Segundo o Ministério Público Federal, a empreiteira OAS teria pago R$ 1,3 milhão a Granero Transportes para manter o acervo de Lula em depósitos. Segundo a defesa de Okamotto, o acervo tem 369 mil cartas, 9.965 livros e 15.896 discursos feitos pelo petista. Foram pagos ainda R$ 4.726,11 mensais, entre o início de 2011 e junho de 2012, para armazenamento climatizado das bebidas, que inclui vinhos, champagnes e espumantes de diversas origens.

Os contratos foram assinados pelo presidente do Instituto Lula, Paulo Okamotto, que é réu no processo.

A defesa de Okamotto arrolou Fernando Henrique Cardoso para que ele falasse sobre a importância histórica de um arquivo presidencial.

O depoimento de FHC abre os que serão feitos pelas testemunhas de defesa do processo que julga o suposto favorecimento de Lula em três contratos da Petrobras com a OAS, a negociação para a compra e reforma de um apartamento tríplex no Guarujá em favor da família de Lula e o pagamento de despesas para transporte a armazenagem de objetos do ex-presidente.

Além de Fernando Henrique, o ex-presidente da República José Sarney (PMDB-AP) também foi arrolado como testemunha de Paulo Okamotto. O depoimento também será colhido por videoconferência de São Luiz (MA) e está marcado para o dia 14 de fevereiro.

Além de Paulo Okamotto, são réus na ação o próprio Lula e outras cinco pessoas. A ex-primeira dama Marisa Letícia, que morreu na semana passada vítima de um AVC (Acidente Vascular Cerebral) também era ré nessa ação.

A defesa de Lula chegou a pedir que as audiências fossem adiadas por causa da morte de Marisa Letícia.

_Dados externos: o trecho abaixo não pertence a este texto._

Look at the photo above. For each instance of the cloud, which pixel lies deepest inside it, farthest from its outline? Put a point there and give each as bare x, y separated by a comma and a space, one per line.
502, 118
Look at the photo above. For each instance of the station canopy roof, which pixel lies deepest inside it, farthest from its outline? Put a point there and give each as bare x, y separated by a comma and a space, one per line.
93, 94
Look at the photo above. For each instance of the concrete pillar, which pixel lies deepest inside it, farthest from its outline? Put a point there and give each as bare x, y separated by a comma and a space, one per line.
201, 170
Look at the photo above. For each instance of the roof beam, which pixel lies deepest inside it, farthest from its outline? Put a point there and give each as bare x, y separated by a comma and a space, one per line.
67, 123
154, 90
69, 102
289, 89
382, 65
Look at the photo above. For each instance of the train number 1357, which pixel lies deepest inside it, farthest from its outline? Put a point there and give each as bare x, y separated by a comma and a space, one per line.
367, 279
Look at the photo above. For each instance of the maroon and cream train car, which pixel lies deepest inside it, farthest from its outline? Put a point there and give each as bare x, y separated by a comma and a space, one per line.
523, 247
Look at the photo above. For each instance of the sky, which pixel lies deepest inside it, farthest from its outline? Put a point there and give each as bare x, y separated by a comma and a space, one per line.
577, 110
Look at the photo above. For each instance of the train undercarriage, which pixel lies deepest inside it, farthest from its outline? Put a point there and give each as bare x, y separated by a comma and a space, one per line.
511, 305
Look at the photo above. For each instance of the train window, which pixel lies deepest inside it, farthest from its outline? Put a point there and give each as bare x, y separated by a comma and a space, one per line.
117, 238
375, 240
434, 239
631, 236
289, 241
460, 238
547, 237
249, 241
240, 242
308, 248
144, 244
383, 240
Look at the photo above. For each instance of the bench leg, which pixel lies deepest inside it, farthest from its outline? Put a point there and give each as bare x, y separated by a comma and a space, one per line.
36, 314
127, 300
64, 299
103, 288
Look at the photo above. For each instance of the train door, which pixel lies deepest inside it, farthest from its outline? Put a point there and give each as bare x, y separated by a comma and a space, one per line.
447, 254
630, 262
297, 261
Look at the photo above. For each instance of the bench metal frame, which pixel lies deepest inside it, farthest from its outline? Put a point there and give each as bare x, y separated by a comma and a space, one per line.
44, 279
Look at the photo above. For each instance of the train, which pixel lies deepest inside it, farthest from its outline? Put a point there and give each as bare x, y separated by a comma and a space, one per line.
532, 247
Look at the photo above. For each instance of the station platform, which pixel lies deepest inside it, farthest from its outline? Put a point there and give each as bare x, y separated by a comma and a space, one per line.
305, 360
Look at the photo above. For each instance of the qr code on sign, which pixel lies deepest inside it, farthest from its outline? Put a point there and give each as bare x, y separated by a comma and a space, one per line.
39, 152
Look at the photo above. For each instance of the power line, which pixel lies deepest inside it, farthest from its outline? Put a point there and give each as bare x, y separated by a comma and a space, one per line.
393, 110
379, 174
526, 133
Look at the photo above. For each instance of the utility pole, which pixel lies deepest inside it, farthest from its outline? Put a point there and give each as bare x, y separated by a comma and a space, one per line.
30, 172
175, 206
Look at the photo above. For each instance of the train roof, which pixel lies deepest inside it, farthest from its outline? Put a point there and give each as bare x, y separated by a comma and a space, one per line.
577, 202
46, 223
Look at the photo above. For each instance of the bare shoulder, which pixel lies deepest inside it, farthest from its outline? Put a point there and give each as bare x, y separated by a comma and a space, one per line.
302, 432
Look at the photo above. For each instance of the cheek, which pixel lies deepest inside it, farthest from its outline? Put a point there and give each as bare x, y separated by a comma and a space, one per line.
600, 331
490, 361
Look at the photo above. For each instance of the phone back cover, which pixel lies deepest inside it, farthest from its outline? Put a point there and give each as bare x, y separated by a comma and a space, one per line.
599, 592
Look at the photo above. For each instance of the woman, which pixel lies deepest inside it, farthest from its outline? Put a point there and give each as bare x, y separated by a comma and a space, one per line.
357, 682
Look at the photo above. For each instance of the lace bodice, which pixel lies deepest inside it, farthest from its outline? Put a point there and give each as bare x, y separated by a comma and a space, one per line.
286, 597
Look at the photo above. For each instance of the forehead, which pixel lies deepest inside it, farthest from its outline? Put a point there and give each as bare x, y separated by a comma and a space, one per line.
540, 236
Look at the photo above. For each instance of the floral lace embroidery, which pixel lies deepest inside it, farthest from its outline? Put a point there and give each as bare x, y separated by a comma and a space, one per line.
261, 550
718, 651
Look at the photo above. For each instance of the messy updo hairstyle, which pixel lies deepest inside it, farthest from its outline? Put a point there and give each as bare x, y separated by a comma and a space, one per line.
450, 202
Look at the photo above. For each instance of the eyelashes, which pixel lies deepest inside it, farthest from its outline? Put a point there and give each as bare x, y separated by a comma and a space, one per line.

Mas o pedido foi negado por Moro, que afirmou que “apesar do trágico e lamentável acontecimento, há diversas audiências já designadas, com dezenas de testemunhas”, que exigiram esforços da Justiça para viabilizar os interrogatórios por videoconferência. Por outro lado, segundo o juiz, Lula foi dispensado de comparecer às audiências.

"O presidente não pode saber de tudo"

Durante o depoimento a Moro, o ex-presidente Fernando Henrique Cardoso afirmou ainda que um presidente da República não consegue saber de tudo. A resposta foi dada ao ser questionado se ele conhecia o ex-diretor da Petrobras Nestor Cerveró e se tinha conhecimento sobre o esquema de pagamento de propina em projetos da Petrobras durante sua gestão.

“Não conheço esse senhor, nunca ouvi falar dele. Não tenho a menor ideia. Agora, um presidente da República não pode saber o que está acontecendo no convívio das pessoas. É um procedimento incorreto de pessoas e deve ser combatido. Não posso dizer nem que sim, nem que não”, declarou após a pergunta de um dos advogados de defesa de Luiz Inácio Lula da Silva.

Sobre as acusações de que desde 1990 existia um cartel de empreiteiras que atuava na Petrobras, FHC alegou que nada sobre isso chegou ao seu conhecimento. “Não, nunca chegou até mim. As coisas que chegaram foram comunicadas pelo presidente da Petrobras [na época]. Eram casos individuais e eram alegações, não eram coisas concretas.”